Some retailers in the U.K. report that they have seen a substantial increase in trade-ins of PlayStation 3 consoles, with gamers either pocketing the cash or using it to buy an Xbox 360, reports Edge.

Here in the U.S., things are a little murkier. GameStop is slated to release its quarterly earnings next week, putting it in an SEC "quiet period" where it does not comment on activities that can affect its financial numbers -- including trade-in trends. The company could address the matter during a conference call with analysts next Thursday.

While the U.S. effects may be unclear, Edge reports some U.K. stores are seeing an increase of over 200 percent in PS3 console trades, mostly from core fans of online shooters like Call of Duty.

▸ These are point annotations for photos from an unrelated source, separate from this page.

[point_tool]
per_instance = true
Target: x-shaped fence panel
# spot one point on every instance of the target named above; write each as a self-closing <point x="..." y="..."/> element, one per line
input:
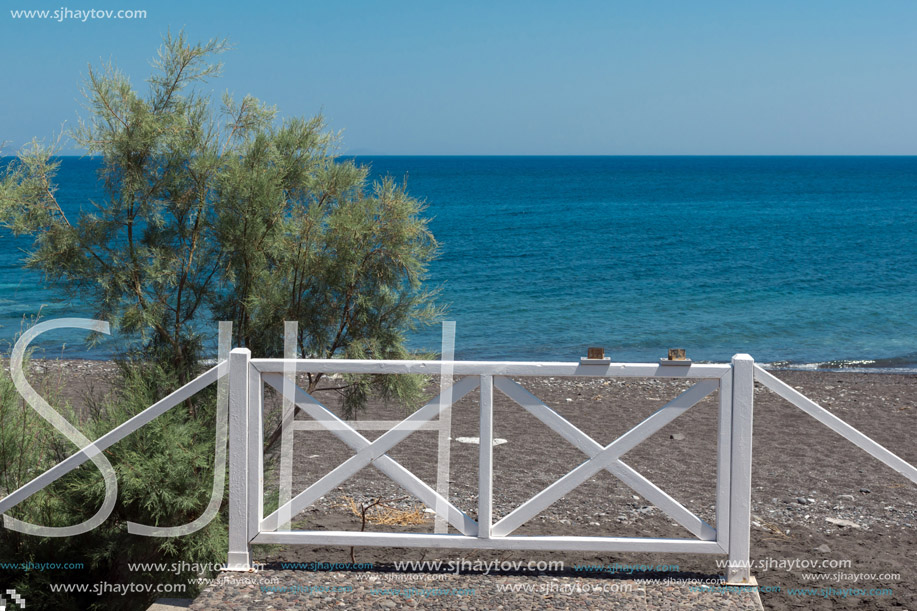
<point x="604" y="457"/>
<point x="371" y="453"/>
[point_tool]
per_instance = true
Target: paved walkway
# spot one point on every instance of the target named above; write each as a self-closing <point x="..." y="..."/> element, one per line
<point x="285" y="589"/>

Sales of that title and soccer game FIFA 11, which also has a heavy online focus, have skewed towards the Xbox 360 overseas since the breach was announced. Edge also reports that many consumers are canceling PS3 pre-orders of upcoming games and switching to the Xbox 360 version, though the publication's story is based on a relatively small sample of all U.K. retailers.

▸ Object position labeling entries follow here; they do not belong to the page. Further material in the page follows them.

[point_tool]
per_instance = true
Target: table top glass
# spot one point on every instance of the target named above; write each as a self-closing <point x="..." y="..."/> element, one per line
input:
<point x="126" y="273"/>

Completely walking away from a platform because of a few weeks of downtime is certainly reactionary -- and not something most owners are likely to do -- but the frustrations are obviously mounting.

"Xbox is starting to look better and better," said one commenter on the official Sony PlayStation blog after the latest announcement that the company was still unsure when the system would go back online.

Analysts note that online play is increasingly considered a critical element for players. In fact, they say, it's part of the reason that physical game sales continue to slide throughout the industry.

"We think that the shift of playing time in favor of multiplayer online (for games like Call of Duty, Halo and Battlefield) and co-op (for games like Portal 2) divert gamers' attention and available time away from considering new purchases, and have a deleterious effect on new game sales," says Michael Pachter of Wedbush Securities.